Conheça aqui o funcionamento da Academia Brasileira de Letras, mais um Reconhecimento Literário do Brasil.


Uma Instituição privada, idealizada e fundada de forma independente por um distinto grupo de amigos e intelectuais da elite do Rio de Janeiro. Viva há mais de 100 anos, a ABL mantém o poder de definir, sob regras próprias, quem pode entrar nesse seleto grupo de imortais e representar o mais alto nível da produção literária no país. Conquistando ao longo dos anos notoriedade, respeito e influência para a participação em processos importantes relacionados à mudança e preservação do idioma nacional, como novo acordo ortográfico e criação de novas palavras. Como também a responsabilidade de deter, preservar e divulgar o mais rico acervo literário do país, que conta com materiais como originais de Machado de Assis.

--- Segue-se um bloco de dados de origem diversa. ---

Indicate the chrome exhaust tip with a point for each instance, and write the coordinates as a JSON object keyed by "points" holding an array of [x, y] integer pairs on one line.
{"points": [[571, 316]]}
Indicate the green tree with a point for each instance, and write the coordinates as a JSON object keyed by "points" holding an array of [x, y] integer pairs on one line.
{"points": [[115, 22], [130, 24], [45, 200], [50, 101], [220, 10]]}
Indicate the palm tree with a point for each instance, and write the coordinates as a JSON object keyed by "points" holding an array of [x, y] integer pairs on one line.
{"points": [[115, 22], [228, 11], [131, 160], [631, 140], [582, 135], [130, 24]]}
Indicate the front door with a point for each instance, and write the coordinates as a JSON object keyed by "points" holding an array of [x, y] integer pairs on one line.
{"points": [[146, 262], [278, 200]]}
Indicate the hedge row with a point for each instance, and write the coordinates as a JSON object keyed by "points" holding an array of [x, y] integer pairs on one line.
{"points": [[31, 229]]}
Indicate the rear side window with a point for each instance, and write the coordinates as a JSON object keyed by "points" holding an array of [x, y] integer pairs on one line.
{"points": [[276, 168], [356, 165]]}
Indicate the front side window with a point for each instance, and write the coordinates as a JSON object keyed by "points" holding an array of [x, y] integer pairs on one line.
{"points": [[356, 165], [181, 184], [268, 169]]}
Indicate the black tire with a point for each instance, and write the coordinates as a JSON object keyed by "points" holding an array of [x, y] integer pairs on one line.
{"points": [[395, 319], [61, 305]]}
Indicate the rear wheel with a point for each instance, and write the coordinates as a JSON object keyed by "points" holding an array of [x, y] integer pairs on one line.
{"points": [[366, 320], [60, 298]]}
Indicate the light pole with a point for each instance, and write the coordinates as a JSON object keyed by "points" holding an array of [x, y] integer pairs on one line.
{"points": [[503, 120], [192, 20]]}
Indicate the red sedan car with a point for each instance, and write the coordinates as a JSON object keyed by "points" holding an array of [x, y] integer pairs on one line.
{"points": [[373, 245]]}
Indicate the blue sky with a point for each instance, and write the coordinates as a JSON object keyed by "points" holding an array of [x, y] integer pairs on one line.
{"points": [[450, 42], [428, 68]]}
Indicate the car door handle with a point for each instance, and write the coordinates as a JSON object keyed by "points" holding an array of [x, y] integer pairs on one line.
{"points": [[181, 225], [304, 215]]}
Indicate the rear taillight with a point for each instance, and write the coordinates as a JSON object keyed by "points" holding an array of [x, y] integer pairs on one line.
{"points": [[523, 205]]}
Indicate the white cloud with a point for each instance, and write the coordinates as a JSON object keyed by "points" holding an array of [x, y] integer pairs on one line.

Apesar de manter uma agenda movimentada de eventos acerca da literatura e cultura, atualmente a ABL passou a ser assunto também nas grandes mídias. Isso por anunciar a entrada de duas figuras populares para o tão seleto grupo: Gilberto Gil e Fernanda Montenegro. Mesmo com a inquestionável carreira e contribuição cultural dessas duas personalidades para nosso país, alguns questionamentos surgiram sobre a entrada deles para a academia.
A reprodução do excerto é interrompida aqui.